Я промолчал. Мне вдруг в голову пришла неплохая идея.
– Ты хочешь искать правду, – сказал я Беде, – а я хочу спасти человека.
– В смысле? – Она помахала рукой перед своим носом, разгоняя сигаретный дым.
– Я отдам содержимое чемодана страховой компании «Эталон». За это они оставят в покое Троцкого.
– Ты думаешь, Ильич это заслужил? – задумчиво спросила Беда.
– Конечно, нет. Но он же человек все-таки! Маленький, жалкий, хитрый человечек. Который всегда хочет больше, чем может.
– Скажи еще, что он добрый, – усмехнулась Беда.
– Не злой, – не стал я ее разочаровывать.
– А что ты будешь делать, когда Гон очухается и потребует у тебя чемодан?
– Вот когда очухается и потребует, тогда и буду решать.
– Ладно, черт с тобой. Спасай Ильича. А я забабахаю статейку о некой секретной группе ликвидаторов. Нет, каково название, а?!! – она потрясла над головой худым кулаком.
Я так удивился ее сговорчивости, что помешал дрова в камине рукой.
Любая история заслуживает эпилога.
Ильич вдруг действительно заболел и попал в отделение кардиологии в предынфарктном состоянии. Это укрепило мою решимость поговорить с принципиальными ребятами из фирмы «Эталон». Я связался со службой безопасности «Эталона» и без проблем объяснил, кто я и чего хочу. Принципиальные ребята сильно возбудились от моего предложения, и мы заключили джентльменское соглашение: они забывают, кто такой Троцкий, а я называю им номер ячейки камеры хранения на вокзале, где будет храниться кейс с компроматом на крупнейшие страховые компании города. И пусть они делают с ним, что хотят.
Марина находится под следствием. Ее вина доказана по всем эпизодам и, как водится в таких случаях, она отсидит за все и за всех, потому что не знает ни имени заказчика, ни имени своего Куратора.

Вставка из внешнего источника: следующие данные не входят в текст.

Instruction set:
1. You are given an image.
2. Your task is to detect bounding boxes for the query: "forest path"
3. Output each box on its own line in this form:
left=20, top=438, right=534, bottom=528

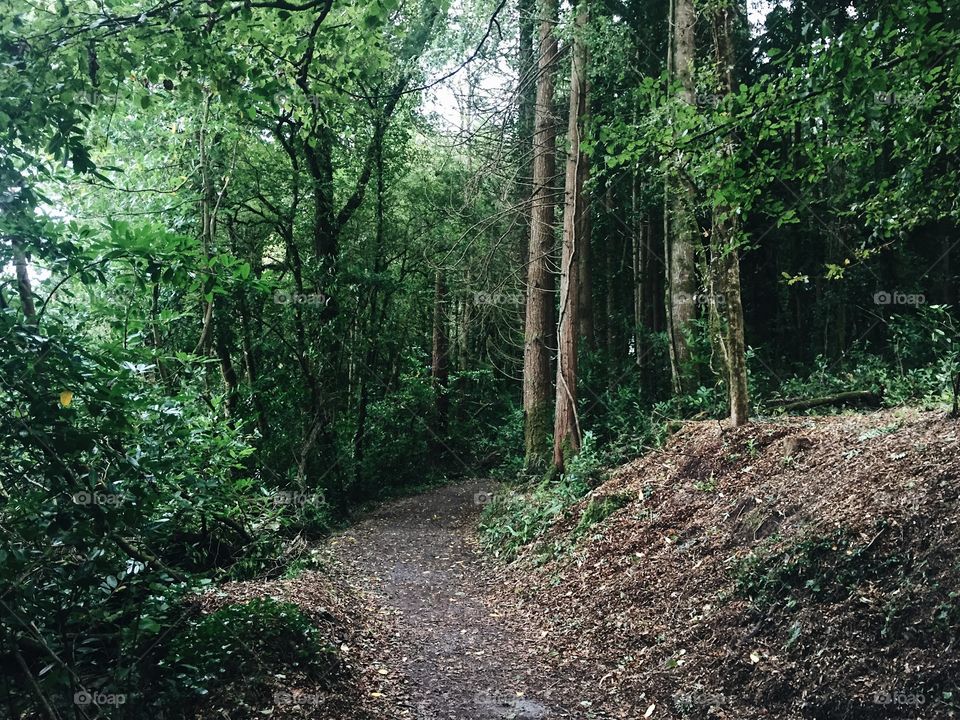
left=330, top=480, right=579, bottom=720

Конечно, я намекнул Питрову на допросах, что службы безопасности некоторых фирм сильно смахивают на организованные преступные группировки, но ... все это недоказуемо.
С Петром Петровичем я почти подружился за время долгих бесед. Сначала я нервничал и хамил ему, особенно когда он называл меня «дружище», но потом расслабился и научился даже получать удовольствие от словесных перепалок. Вскоре наши разговоры и вовсе приняли частный характер и стали происходить на Элкиной кухне. Сазон дал отведать Питрову «лекарства от всего» и Петр Петрович вместе со всеми запел про Бричмулу. Он тоже оказался поклонником бардовской песни. Такое родство душ пошло мне на пользу. Питров так и не смог доказать, что «Макаров» принадлежит мне, вернее, он не очень старался. Как-то вечерком он сказал мне, что нельзя садить за ерунду такие ценные кадры, как я, а то учить детей будет некому. Дело о побеге Возлюбленного тоже замяли, нельзя же привлекать к ответственности человека, который пообещал тебе сделать лучший в городе камин. Элка вздыхала и говорила, что зря Салима не захватила с собой еще одну подружку, а то Питров остался «неохваченный». Зачахнет мужик без женской заботы, без конца повторяла Элка и предлагала ему познакомиться с Ленкой. Питров смущался, но от Ленки наотрез отказывался.
Дора Гордеевна обходит меня стороной. Лилька говорит, что она «вынашивает планы». Пусть вынашивает, я не Ильич, и меня трудно поймать на такую туфту, как липовое письмо из районо.
Внезапно, перед самыми каникулами из Твери вернулась баба Капа и приступила в школе к своим обязанностям.